Early Cold War futurists, however, operated within highly polarised world manifesting a black and white political and ideological climate, while the 1960s were painted with all colours of the rainbow. And through the 1970s, events, journals and conferences of futurists addressed a rich diversity of topics, most of it nonmilitary.
Futures Studies emerged as a distinctive field of social inquiry after World War II. Defined by a concern for the future of humanity, the field gained momentum in the mid-to-late 1960s. This was due to the many interweaving historical threads, and the diverse background of futurist groups involved. In the 1970s, their then construction of models and quantification of social issues led to criticisms of being reductionist and deterministic. Tolon argued that while RAND Corporation became the beneficiary in funding, centring on the military producing complex strategic methodologies, the field of Futures Studies embraced the transfer of ideas and technologies, such as modelling, game theory, the Delphi Method and cross-impact matrices, from the military to the social realm.

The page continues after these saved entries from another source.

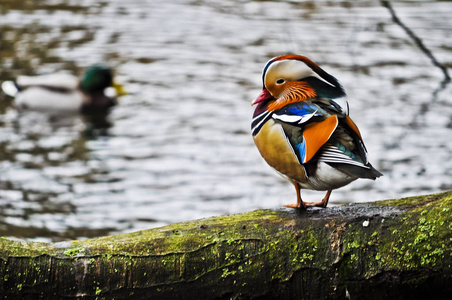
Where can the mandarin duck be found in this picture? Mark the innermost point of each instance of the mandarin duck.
(61, 92)
(303, 133)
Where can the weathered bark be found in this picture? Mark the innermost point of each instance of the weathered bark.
(395, 249)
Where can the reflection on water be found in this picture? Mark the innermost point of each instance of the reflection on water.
(178, 147)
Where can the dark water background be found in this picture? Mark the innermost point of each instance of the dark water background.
(179, 145)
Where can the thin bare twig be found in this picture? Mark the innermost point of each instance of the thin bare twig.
(417, 41)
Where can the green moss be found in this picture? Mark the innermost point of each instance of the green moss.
(74, 251)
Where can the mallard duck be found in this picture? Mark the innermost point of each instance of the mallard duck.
(62, 92)
(302, 132)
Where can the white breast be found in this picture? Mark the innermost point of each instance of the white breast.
(37, 98)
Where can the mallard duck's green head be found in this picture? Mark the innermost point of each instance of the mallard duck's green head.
(96, 79)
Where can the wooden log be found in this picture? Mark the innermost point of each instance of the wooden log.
(394, 249)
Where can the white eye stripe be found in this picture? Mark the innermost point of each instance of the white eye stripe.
(290, 70)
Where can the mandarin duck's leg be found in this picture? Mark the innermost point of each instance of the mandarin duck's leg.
(300, 203)
(322, 203)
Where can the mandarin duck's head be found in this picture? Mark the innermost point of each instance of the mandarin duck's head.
(293, 78)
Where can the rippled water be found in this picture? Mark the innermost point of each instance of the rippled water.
(179, 145)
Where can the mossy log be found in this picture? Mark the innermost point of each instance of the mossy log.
(394, 249)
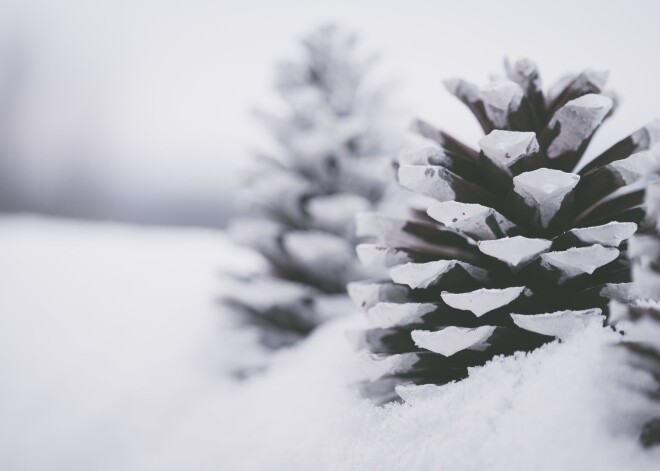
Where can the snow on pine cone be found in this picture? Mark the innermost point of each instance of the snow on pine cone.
(520, 246)
(642, 340)
(334, 141)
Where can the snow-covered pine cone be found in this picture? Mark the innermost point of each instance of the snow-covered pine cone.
(643, 316)
(521, 245)
(334, 144)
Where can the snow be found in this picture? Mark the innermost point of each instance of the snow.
(483, 300)
(577, 121)
(545, 190)
(516, 251)
(114, 356)
(453, 339)
(505, 148)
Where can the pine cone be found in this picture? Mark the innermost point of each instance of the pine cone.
(643, 315)
(520, 246)
(300, 205)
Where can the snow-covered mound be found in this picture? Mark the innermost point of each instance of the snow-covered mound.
(113, 356)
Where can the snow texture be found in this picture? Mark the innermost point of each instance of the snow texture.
(113, 357)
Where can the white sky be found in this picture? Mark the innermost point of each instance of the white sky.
(158, 92)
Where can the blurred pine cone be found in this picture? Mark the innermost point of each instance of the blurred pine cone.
(641, 320)
(521, 246)
(332, 160)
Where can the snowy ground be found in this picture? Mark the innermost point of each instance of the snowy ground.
(114, 356)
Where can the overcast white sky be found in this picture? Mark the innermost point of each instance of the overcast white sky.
(158, 92)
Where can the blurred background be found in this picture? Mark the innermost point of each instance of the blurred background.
(139, 110)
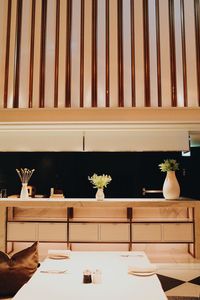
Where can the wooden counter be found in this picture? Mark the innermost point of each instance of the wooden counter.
(79, 203)
(90, 202)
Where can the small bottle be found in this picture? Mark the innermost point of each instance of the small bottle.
(97, 278)
(87, 276)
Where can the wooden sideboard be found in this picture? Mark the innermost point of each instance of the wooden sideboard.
(128, 229)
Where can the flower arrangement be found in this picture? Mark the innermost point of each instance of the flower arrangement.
(100, 181)
(169, 165)
(25, 174)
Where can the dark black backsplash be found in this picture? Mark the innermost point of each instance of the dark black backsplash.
(69, 171)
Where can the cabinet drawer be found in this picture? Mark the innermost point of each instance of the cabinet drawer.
(177, 232)
(52, 232)
(146, 232)
(114, 232)
(22, 231)
(83, 232)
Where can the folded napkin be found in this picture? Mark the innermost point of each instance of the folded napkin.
(53, 267)
(142, 269)
(58, 254)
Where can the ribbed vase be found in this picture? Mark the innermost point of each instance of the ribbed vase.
(100, 195)
(171, 187)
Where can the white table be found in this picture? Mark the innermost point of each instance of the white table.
(116, 282)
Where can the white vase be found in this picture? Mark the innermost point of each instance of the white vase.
(24, 191)
(100, 195)
(171, 188)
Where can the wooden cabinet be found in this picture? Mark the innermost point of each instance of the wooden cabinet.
(146, 232)
(21, 231)
(114, 232)
(178, 232)
(127, 226)
(52, 232)
(83, 232)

Tolon revealed that although futurists used many different methods from basic statistical tools such as trend extrapolation to more imaginative tools of scenario writing (or science fiction writing), one of the most emblematic futurist tools came from Cold War pressures. When US political and military authorities then needed to come to terms with the existence of Soviet nuclear bombs, RAND mathematician-philosophers produced the Delphi Method. It was a consensus-building method involving a panel of experts, who respond to iterations of a quantitative questionnaire. They do not directly interact with each other. This method remained a secret for a decade, and gained popularity after its partial declassification in 1963.
By the late 1960s, the consensus-building tool had become the signature forecasting method for futurists. Cold War anxieties, which dominated some American comparative government/international relations thinking right through the 1980s, inspired forecasting. This resonated in some International Relations courses while I was studying Political Science at the College of Liberal Arts, the University of Minnesota, Minneapolis in 1983-85.

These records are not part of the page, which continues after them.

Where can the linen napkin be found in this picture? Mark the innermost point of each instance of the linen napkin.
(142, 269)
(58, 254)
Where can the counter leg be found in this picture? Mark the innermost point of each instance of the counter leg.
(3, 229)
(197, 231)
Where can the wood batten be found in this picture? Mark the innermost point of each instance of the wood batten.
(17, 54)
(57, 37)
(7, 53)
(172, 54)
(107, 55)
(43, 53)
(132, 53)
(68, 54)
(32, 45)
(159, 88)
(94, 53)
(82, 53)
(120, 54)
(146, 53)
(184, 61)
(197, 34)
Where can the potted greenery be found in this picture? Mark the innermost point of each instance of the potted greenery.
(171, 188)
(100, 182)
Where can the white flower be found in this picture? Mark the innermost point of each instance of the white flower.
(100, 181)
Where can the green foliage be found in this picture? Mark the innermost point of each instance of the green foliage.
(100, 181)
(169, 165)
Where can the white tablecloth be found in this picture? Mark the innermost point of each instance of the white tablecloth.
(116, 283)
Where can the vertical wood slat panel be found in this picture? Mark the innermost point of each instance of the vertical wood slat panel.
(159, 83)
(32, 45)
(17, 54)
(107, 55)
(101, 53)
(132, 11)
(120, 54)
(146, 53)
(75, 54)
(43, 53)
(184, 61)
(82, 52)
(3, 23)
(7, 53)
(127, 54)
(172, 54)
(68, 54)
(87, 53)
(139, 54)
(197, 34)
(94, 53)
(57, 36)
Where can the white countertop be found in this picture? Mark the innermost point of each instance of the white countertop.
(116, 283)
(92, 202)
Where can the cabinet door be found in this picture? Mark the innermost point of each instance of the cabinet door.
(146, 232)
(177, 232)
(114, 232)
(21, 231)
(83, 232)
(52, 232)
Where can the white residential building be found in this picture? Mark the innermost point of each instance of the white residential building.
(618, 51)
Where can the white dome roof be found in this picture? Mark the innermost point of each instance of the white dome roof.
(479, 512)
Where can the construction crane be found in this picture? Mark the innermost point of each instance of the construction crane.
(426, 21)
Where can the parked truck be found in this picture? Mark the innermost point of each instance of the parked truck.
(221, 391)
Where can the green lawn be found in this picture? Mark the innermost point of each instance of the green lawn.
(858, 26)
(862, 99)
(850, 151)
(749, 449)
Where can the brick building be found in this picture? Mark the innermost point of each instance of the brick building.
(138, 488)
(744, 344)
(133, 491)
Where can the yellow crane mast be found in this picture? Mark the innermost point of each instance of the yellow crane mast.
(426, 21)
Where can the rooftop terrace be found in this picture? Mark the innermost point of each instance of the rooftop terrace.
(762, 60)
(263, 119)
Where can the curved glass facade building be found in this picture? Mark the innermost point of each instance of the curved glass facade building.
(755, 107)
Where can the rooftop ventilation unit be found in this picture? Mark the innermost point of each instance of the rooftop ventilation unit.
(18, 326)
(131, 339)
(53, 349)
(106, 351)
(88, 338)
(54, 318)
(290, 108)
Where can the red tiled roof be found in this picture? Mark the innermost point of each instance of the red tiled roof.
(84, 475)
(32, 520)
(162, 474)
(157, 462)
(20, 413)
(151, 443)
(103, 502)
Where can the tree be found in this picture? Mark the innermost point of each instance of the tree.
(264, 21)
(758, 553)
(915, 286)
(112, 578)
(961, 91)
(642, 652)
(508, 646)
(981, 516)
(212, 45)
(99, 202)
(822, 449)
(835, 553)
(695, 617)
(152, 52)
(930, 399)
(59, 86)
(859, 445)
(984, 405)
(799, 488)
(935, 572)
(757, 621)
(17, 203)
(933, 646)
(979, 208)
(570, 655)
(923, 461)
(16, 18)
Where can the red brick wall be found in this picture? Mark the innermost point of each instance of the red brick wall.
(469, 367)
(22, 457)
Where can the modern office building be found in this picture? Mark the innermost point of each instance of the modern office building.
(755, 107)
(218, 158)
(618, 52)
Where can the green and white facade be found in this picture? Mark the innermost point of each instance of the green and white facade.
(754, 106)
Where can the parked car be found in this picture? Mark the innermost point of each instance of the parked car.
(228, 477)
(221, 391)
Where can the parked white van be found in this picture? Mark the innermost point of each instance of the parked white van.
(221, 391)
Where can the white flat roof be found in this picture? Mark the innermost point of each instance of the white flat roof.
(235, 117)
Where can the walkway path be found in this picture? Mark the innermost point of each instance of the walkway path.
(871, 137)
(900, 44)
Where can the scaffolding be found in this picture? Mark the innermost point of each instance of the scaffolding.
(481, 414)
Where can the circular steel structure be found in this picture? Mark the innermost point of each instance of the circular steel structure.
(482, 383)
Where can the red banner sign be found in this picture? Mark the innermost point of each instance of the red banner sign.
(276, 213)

The emergence of futures studies as an academic field in universities has been inconsistent. Malaysian universities do not have a well-defined theme on futures studies, although a few academics would claim to embrace the field in one form or another. Academic leaders, however, did emerge. One is the University of Hawaii. In 1969 it started offering courses in Futures Studies and later in 1978, started offering M.A. degrees. The University of Houston offered a Futures Studies in Commerce programme for an MS degree in 1975.

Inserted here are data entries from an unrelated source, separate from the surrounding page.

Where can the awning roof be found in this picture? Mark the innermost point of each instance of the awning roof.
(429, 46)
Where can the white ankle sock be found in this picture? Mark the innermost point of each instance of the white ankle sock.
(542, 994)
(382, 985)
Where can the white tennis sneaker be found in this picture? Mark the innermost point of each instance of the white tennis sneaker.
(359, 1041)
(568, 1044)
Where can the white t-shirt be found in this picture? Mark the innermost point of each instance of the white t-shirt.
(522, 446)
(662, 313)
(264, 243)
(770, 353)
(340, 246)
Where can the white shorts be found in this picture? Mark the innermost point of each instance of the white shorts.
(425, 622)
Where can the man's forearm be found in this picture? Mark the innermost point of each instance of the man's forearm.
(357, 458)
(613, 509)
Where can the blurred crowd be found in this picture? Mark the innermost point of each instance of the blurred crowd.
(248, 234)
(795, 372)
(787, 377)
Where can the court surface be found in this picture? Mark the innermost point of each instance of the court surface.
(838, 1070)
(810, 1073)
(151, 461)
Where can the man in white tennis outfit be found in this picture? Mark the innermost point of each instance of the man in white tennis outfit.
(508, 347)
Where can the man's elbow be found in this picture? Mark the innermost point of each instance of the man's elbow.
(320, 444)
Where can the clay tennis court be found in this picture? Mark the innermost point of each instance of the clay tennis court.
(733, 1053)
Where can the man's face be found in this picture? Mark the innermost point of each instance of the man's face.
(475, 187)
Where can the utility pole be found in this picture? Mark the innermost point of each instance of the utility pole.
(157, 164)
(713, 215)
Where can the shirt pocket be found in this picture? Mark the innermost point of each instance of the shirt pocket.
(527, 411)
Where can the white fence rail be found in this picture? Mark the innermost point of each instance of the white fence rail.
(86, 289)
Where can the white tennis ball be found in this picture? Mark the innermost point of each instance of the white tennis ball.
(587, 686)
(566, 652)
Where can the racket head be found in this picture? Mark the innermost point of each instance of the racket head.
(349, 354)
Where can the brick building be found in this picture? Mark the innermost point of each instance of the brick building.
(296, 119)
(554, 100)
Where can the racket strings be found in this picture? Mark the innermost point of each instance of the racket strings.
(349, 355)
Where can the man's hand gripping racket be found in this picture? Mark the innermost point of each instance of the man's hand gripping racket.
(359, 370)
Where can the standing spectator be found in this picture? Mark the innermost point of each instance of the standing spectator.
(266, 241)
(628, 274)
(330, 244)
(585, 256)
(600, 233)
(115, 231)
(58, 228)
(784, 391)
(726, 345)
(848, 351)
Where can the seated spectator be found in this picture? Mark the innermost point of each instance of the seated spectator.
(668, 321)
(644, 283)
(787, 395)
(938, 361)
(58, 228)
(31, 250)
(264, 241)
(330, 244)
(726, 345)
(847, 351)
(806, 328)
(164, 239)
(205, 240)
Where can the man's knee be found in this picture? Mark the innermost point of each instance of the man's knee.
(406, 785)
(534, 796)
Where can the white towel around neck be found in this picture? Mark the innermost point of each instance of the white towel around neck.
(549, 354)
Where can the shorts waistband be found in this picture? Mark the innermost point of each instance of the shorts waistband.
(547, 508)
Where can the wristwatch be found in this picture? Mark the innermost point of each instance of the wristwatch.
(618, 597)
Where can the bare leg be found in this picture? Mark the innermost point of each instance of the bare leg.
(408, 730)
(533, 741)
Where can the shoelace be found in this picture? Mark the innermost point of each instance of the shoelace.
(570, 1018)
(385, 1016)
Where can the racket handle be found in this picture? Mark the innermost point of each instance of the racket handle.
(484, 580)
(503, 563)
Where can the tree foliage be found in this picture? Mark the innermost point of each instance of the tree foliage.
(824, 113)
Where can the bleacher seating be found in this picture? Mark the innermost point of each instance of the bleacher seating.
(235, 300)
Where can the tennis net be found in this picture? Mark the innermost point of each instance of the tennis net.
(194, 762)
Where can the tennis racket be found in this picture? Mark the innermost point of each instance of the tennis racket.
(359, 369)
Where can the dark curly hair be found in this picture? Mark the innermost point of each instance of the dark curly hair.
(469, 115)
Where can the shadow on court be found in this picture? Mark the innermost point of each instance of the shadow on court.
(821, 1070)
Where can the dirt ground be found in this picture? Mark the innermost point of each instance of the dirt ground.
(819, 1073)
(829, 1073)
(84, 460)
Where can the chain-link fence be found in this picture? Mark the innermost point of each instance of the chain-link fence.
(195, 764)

In the African context, the Institute for Futures Research was established in 1974 at the University of Stellenbosch in South Africa. In Asia, we have the Graduate Institute of Futures Studies established late in the 20th century at Tamkang University in Taipei, Taiwan. The institute also started the publication of the journal Futures Studies.
Many have debated on what constitutes Futures Studies. Tolon argued that what qualifies Futures Studies as a social science more than the involvement of political scientists, economists, sociologists and psychologists was the content of the field. An engineering report on technologies in the design of future airports, for example, would integrate discussions on possible future societies, their values, institutions and politics. A Futures Studies report could also be on the evolution of ethnic relations and nationhood in Malaysia and the region, where possible tensions would be in different possible scenarios.